Każde dziecko z Lincolna dobrze wiedziało, że w nieuniknionej
przyszłości – czyli w piątej klasie – nadejdzie czas, kiedy to właśnie
pani Granger będzie oceniała jego testy ortograficzne, testy na czytanie
ze zrozumieniem i najgorsze z nich wszystkich: testy sprawdzające
znajomość nowego słownictwa. I to tydzień w tydzień, miesiąc po
miesiącu.
Nauczyciele wszystkich możliwych języków na całym
świecie z upodobaniem odsyłają swoich uczniów do słownika: „Sprawdźcie
pisownię tego słowa. Sprawdźcie jego znaczenie. Sprawdźcie, jak
prawidłowo podzielić ten wyraz na sylaby.”
Lecz powiedzieć,
że pani Granger znajdowała upodobanie w pracy ze słownikiem, to
zdecydowanie za mało. Pani Granger uwielbiała słowniki, otaczała je
niemal religijną czcią. Zadawana przez nią co tydzień lista nowych słów
do opanowania liczyła trzydzieści pięć pozycji, czasem nawet więcej.
Jakby
tego było mało, codziennie rano na tablicy pojawiało się „słowo dnia”.
Gdyby ktoś opuścił dzień w szkole, nie przepisał tego słowa, nie zajrzał
do słownika i nie nauczył się, co ono znaczy, pani Granger i tak
odkryłaby to wcześniej czy później – i przez cały tydzień zadawałaby mu
do sprawdzenia aż dwa „słowa dnia”.
Na regale stojącym z tyłu
sali pani Granger przechowywała zestaw trzydziestu słowników języka
angielskiego. Jej oczkiem w głowie był jednak gigantyczny leksykon,
zawierający chyba wszystkie słowa używane we wszechświecie, tak wielki,
że do przenoszenia go z miejsca na miejsce potrzeba było dwóch osób. Ten
słownik królował na własnym stoliku, ustawionym na poczesnym miejscu
pośrodku klasy, pod tablicą, i wyglądającym trochę jak ołtarz.
Każdy
absolwent Lincolna, który ukończył tę podstawówkę w ciągu ostatnich
trzydziestu pięciu lat, doskonale pamięta, jak stał przy owym stoliku,
słuchając okrzyku bojowego pani Granger: „W takim razie sprawdź!
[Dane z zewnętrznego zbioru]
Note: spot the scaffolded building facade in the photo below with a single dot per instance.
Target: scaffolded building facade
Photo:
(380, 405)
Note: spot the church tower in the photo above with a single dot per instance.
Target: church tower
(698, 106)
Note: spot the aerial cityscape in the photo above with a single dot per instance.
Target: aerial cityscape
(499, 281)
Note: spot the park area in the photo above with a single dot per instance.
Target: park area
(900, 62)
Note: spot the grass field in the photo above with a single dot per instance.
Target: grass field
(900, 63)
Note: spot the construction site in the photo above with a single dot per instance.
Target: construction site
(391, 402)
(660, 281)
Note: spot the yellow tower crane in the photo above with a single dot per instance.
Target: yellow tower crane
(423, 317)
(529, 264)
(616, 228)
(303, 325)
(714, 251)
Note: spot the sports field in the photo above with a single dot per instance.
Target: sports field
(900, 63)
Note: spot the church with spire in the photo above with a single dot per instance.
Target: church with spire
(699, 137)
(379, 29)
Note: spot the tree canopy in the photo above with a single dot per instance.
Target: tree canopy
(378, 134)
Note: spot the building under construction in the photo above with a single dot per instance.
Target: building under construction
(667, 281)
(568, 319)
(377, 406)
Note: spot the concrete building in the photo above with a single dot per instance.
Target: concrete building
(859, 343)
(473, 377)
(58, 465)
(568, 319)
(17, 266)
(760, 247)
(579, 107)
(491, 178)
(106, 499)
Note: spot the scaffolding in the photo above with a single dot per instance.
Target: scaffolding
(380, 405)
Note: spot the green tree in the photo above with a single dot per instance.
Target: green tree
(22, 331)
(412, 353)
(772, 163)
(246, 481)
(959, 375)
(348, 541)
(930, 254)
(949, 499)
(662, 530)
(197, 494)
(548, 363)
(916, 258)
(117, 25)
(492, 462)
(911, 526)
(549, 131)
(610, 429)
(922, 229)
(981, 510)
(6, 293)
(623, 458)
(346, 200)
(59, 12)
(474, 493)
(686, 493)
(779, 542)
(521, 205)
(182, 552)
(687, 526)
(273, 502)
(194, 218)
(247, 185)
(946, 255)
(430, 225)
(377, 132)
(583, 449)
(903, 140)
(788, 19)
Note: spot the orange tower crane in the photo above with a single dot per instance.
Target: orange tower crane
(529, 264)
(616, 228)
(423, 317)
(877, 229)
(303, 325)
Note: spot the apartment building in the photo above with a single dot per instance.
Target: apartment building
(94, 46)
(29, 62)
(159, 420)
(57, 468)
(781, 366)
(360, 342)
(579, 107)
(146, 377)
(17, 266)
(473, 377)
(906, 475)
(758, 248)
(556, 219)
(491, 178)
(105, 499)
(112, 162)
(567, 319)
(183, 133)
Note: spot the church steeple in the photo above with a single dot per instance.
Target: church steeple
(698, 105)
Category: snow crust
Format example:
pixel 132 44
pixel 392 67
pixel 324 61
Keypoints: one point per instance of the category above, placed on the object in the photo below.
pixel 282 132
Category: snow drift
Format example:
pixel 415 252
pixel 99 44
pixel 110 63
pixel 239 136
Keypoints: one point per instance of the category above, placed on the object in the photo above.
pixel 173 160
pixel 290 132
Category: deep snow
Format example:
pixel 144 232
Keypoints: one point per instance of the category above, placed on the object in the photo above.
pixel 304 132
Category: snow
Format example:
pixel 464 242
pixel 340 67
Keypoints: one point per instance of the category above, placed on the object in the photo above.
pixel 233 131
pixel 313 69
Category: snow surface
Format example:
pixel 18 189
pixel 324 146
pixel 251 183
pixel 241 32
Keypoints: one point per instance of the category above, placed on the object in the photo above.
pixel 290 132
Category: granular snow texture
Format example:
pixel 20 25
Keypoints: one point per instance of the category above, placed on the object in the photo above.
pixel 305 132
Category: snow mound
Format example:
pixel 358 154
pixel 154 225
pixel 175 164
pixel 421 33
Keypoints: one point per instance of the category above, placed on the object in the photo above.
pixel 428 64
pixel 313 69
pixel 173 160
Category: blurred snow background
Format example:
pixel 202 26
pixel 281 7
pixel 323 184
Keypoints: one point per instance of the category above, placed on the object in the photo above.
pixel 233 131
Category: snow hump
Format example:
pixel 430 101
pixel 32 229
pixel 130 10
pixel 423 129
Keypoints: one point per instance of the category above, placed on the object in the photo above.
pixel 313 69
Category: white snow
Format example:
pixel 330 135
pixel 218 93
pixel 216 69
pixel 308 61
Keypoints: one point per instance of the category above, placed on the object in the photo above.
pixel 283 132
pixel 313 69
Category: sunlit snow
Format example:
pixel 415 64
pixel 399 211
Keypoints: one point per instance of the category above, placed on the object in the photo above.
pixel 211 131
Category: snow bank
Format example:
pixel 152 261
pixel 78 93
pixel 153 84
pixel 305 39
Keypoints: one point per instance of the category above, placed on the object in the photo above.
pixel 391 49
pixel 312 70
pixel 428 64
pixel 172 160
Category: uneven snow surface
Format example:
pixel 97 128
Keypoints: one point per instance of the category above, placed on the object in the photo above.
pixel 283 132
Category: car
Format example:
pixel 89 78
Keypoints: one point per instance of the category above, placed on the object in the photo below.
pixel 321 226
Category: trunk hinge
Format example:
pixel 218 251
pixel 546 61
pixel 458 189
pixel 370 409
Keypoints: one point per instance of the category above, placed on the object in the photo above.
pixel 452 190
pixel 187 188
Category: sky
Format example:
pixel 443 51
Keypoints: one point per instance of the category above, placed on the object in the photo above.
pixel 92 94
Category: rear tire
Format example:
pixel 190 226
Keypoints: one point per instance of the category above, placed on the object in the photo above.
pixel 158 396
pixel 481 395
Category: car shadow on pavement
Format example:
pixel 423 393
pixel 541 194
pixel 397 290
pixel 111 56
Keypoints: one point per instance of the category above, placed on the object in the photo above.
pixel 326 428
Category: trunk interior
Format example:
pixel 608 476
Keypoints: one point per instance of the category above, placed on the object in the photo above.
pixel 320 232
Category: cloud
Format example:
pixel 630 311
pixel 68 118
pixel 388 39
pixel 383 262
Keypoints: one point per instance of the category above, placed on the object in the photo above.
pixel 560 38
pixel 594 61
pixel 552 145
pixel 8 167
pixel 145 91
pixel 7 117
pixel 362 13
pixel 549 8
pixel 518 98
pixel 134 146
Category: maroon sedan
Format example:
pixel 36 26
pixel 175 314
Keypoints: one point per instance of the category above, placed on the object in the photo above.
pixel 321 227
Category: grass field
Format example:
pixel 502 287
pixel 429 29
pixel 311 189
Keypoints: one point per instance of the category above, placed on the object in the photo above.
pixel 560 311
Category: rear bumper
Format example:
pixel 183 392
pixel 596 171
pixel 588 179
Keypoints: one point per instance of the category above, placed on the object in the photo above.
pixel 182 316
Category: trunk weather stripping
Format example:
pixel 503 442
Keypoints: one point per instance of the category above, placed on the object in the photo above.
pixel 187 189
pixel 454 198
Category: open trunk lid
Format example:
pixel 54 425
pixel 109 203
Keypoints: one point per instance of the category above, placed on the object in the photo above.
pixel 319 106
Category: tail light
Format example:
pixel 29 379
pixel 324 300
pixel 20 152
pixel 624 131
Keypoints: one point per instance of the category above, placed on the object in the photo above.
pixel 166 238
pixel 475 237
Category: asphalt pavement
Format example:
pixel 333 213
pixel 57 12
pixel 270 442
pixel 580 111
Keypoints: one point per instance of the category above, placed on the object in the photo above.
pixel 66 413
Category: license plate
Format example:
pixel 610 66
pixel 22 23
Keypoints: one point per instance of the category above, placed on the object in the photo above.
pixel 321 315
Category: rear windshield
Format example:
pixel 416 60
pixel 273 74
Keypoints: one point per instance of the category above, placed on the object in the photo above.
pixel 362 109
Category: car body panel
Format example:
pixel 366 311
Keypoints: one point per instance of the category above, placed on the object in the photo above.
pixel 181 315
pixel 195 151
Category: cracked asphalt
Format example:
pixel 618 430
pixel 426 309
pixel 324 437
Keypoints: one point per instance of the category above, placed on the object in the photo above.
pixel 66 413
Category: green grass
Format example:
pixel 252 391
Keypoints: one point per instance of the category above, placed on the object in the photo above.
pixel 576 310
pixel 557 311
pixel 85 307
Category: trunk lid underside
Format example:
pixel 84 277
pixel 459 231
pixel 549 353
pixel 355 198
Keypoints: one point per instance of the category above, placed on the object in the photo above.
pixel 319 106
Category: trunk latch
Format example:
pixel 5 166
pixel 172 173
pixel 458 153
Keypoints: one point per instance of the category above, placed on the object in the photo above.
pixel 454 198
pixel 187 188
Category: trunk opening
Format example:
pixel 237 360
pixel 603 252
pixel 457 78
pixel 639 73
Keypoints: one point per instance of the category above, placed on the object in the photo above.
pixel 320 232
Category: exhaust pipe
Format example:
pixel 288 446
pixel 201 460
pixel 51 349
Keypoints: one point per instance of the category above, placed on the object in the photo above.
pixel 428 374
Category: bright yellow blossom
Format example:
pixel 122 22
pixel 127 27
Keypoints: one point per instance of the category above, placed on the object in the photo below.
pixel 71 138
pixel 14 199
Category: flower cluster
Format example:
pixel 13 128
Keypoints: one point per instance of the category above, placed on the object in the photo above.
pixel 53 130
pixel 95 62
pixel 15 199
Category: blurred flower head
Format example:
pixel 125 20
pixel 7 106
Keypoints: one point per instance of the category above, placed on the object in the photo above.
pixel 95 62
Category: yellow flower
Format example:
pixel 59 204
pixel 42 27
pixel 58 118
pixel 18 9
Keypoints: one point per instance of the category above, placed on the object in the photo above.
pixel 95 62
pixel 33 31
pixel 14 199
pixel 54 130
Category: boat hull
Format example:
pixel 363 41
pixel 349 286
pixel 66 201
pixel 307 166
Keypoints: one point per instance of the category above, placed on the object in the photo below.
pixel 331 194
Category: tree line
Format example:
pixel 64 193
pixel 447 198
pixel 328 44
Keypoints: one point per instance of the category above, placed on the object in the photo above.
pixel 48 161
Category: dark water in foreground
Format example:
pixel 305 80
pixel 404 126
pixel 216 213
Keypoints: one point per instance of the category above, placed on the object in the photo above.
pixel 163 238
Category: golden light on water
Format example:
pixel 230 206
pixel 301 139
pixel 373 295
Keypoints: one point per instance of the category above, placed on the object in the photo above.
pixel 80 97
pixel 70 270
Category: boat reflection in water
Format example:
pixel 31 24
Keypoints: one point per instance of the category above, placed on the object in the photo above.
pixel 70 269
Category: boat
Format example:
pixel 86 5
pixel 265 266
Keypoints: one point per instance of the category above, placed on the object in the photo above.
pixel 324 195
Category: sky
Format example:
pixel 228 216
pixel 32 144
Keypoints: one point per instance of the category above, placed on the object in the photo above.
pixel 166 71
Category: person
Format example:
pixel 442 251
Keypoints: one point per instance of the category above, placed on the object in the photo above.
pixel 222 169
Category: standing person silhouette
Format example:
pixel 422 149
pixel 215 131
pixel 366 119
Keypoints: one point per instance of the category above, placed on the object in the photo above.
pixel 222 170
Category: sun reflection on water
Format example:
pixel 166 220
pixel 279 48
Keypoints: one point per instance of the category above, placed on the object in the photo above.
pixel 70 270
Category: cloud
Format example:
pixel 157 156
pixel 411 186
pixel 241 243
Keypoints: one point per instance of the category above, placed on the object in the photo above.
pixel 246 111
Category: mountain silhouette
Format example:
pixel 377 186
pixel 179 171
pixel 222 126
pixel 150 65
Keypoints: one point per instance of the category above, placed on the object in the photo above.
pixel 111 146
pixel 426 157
Słowniki właśnie po to są!”
Kiedy książka mi się podoba, nie mogę wypuścić jest z ręki. Tą przeczytałam jednym tchem. Jest wspaniała!
To historia szkolnych zmagań głównego bohatera, piątoklasisty Nicka. Szkoła od środka, sprytne dzieci, doświadczeni nauczyciele, struktura władzy i zależności. Wszystko na wskroś ludzkie, zwyczajne, cudowne. Pochwała pasji, kreatywności, mądrości wypływającej z doświadczenia, zgoda na niepokorną młodość.
Książkę trudno kupić, może łatwiej będzie wypożyczyć, ale nie można jej nie przeczytać.
Polecam wszystkim uczniom, nauczycielom, a także nieco nadwrażliwym rodzicom.